Note that the least squares line always passes through the average of the response and explanatory variables \((\bar{x}, \bar{y}).\)
Use the above property to calculate the estimate for the intercept \((b_0)\) as

\[\begin{equation} b_0 = \bar{y} - b_1\bar{x}, \label{b0} \end{equation}\]

where \(b_1\) is the slope, \(\bar{y}\) is the average of the response variable, and \(\bar{x}\) is the average of explanatory variable.

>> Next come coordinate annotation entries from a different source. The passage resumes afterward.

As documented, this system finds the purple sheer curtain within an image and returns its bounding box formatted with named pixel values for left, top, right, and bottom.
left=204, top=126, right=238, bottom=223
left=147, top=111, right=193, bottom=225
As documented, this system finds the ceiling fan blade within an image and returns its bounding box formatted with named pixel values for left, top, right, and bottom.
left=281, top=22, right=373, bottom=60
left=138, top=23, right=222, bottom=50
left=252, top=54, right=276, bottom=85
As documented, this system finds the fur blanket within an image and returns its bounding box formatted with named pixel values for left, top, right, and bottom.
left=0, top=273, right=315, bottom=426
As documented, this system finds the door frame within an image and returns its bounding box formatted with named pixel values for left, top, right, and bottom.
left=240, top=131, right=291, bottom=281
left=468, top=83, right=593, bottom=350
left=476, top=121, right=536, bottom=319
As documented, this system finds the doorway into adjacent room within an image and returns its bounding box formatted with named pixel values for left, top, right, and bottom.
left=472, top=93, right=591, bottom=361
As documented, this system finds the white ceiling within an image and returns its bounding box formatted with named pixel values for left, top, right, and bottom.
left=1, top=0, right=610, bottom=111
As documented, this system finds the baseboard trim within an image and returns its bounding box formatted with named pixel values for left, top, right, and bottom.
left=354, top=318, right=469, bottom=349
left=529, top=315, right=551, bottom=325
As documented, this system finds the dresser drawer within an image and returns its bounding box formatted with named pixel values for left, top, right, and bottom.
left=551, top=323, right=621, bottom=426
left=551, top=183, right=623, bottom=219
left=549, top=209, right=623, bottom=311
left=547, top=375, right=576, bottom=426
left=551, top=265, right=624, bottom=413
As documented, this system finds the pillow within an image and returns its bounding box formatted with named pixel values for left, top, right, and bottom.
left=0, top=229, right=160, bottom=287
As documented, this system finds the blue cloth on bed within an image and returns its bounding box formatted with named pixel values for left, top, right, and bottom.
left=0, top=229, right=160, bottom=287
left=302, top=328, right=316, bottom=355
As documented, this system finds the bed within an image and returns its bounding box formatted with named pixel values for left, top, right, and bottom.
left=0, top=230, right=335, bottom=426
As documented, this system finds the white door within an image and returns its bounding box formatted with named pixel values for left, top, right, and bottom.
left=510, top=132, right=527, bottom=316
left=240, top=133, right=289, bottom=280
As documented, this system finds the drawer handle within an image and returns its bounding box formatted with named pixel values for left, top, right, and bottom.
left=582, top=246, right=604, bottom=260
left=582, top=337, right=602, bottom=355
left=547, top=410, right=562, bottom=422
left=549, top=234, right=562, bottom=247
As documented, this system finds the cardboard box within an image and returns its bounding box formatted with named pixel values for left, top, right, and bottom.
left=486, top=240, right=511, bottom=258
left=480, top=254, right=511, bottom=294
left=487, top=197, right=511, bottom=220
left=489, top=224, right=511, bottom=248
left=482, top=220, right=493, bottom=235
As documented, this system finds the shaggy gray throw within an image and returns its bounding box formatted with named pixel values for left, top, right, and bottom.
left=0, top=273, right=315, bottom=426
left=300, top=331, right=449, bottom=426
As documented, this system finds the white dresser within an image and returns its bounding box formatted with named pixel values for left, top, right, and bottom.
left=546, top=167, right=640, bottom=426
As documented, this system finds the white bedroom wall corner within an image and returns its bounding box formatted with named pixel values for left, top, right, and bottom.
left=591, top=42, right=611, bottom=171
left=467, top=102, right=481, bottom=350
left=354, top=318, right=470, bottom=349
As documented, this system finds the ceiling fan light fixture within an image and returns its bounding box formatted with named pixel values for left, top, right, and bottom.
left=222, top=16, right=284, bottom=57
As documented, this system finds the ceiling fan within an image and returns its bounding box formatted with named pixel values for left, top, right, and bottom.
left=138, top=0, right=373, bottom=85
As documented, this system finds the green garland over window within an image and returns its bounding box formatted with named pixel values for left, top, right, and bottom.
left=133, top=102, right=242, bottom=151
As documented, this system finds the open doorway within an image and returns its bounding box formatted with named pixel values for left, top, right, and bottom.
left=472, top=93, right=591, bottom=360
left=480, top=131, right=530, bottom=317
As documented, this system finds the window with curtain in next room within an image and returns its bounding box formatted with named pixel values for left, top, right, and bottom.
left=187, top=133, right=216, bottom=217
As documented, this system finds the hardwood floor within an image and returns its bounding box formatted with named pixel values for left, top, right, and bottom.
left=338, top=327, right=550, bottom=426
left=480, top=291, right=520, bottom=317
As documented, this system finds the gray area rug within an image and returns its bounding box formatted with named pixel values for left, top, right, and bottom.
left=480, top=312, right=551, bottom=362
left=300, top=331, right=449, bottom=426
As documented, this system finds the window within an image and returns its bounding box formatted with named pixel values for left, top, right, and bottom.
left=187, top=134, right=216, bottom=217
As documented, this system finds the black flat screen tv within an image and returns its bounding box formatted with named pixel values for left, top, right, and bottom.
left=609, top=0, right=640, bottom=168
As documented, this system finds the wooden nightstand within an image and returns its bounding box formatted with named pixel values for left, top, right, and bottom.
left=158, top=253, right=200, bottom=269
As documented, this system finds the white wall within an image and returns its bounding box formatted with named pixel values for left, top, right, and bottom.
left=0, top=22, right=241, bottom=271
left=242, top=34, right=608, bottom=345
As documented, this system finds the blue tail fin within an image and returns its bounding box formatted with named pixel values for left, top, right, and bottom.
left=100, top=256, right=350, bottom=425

Interpret the intercept as

“When \(x=0\), we would expect \(y\) to equal, on average, \(b_0\)”—when \(x\) is numerical.
“The expected average value of the response variable for the reference level of the explanatory variable is \(b_0\)”—when \(x\) is categorical.

Learning Objectives for OpenIntro Statistics, 3rd Edition Section 7.2

Predict the value of the response variable for a given value of the explanatory variable, \(x^*\), by plugging \(x^*\) into the linear model:

\[\hat{y} = b_0 + b_1 x^*\]

Only predict for values of \(x^*\) that are in the range of the observed data.
Do not extrapolate beyond the range of the data unless you are confident that the linear pattern continues.

Define \(R^2\) as the percentage of the variability in the response variable explained by changes in the explanatory variable.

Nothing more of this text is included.